Garments dating from as early as the 1930s, and once belonging to Elva and her sister Bessie, will be on show inside the house, and there will also be about 20 hats on display, spread through various rooms.

“The reason that we’ve been able to display all these old frocks from Elva and Bessie is because The Elms have very kindly lent us about a dozen mannequins,” says Julie. “Bessie was a milliner, so we’ve got a lot of her hats.

“She died in 1957 as a result of a motor accident.”

To add to the fashion theme, Amy Turner and friends will be modelling some of Amy’s clothing collection, showcasing each decade from the 1940s through to the 1970s.

Dancing demonstrations will also reflect each era.

As I wander into the house to view some of the dresses, I find Shirley Arabin lifting the dustcovers in the bedrooms. A guide at the house for the last 12 years, Shirley trains many of the other guides who volunteer there.

She shows me a photo of Elva Brain being presented with the Captain Millar’s trophy at the Rifle Club in March 1917. The silver tea service that was presented to her as a prize by Sergeant Ernie Pemberton sits on a table nearby.

“She was the rifle champion,” says Shirley.

“It was said that she practised shooting rats here because the town dump used to be at the bottom of Elizabeth Street.

“The section next door, which is now Kale Print, was an orchard that belonged to the Brains.

“The rats came up to eat fruit and she used to pop them off with her gun.”

Shirley takes me through to the front room where the Shaw Savill Cup is on display under glass.

“Elva’s father, Joseph Brain, won it in 1869 at the Auckland Regatta with his boat the Aurora. The race was for the class of trading vessels over 40 tons.”

Joseph was not only a ship builder, but also a major contractor in the Tauranga district, building bridges, the Strand sea wall, the Durham Street fire station and the first Mount wharf. He was also the major contractor for the Memorial Gates at Tauranga Domain, according to research by Jinty Rorke on the Tauranga Kete website.

“Before the survey in 1851, the land had been part of the Church Missionary Society farm,” writes Jinty. “Joseph bought the property in the early 1880s. The house was built from a shipment of kauri he received in 1881.”

The first garden party, held in December 1979, featured the Otumoetai College choir, conducted by Bob Addison, a bobbin lacemaking demonstration, a piano accordionist and dancers.

Guests entered into the spirit of the event, coming dressed in top hats, tails and gowns.

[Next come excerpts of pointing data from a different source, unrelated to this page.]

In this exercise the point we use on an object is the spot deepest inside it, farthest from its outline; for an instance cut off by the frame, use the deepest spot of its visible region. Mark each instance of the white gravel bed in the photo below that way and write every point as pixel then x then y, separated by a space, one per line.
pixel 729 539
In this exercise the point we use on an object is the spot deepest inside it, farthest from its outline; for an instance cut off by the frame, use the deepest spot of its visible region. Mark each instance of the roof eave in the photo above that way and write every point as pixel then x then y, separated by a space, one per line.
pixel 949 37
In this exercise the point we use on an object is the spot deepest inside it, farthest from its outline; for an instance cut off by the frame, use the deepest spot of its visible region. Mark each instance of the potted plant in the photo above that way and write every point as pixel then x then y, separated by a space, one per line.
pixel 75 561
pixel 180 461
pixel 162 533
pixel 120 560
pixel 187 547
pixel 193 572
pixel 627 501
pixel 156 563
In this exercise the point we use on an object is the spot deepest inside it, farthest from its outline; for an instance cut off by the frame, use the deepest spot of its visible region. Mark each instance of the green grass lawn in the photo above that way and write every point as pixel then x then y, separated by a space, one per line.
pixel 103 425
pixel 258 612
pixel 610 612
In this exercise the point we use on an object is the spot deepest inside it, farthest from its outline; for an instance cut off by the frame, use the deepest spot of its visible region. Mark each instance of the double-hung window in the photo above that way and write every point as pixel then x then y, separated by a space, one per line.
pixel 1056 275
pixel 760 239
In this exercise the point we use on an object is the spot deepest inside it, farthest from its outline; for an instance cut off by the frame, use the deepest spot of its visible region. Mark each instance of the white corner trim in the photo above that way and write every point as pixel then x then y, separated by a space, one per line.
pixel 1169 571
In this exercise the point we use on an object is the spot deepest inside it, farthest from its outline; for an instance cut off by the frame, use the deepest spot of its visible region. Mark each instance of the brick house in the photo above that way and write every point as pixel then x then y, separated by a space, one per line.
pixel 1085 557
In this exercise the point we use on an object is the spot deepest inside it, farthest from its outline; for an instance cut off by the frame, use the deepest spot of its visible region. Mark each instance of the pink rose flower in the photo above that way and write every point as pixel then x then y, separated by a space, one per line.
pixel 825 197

Duff Maxwell, Julie’s grandfather and owner of the Elms Mission House, was also in attendance.

This year, Marion Arts will be performing with her guitar in the garden.

“People pay a gold coin to come in to the garden, listen to music and see the fashion show,” says Julie. “They can buy afternoon tea in the hall at the back of the garden.

“There’ll also be raffles, a cake stall, produce, plants, bric-a-brac, a big book stall and three other charities with stalls of their own. It will be $5 to come through the house and see all the displays in there, and children can visit for free.”

The garden party is the Historical Society’s major fundraiser for the year. People are encouraged to attend in period costume and bring cash, as Eftpos won’t be available.

“It’s dashing attire for the gentlemen and pretty dresses for the women,” says Julie.

The Vintage Garden Party and Fashion Show runs from 1.30-4pm on Sunday, March 3, at Brain Watkins House on the corner of Cameron Road and Elizabeth Street. Free parking will be available in a parking building on First Avenue West.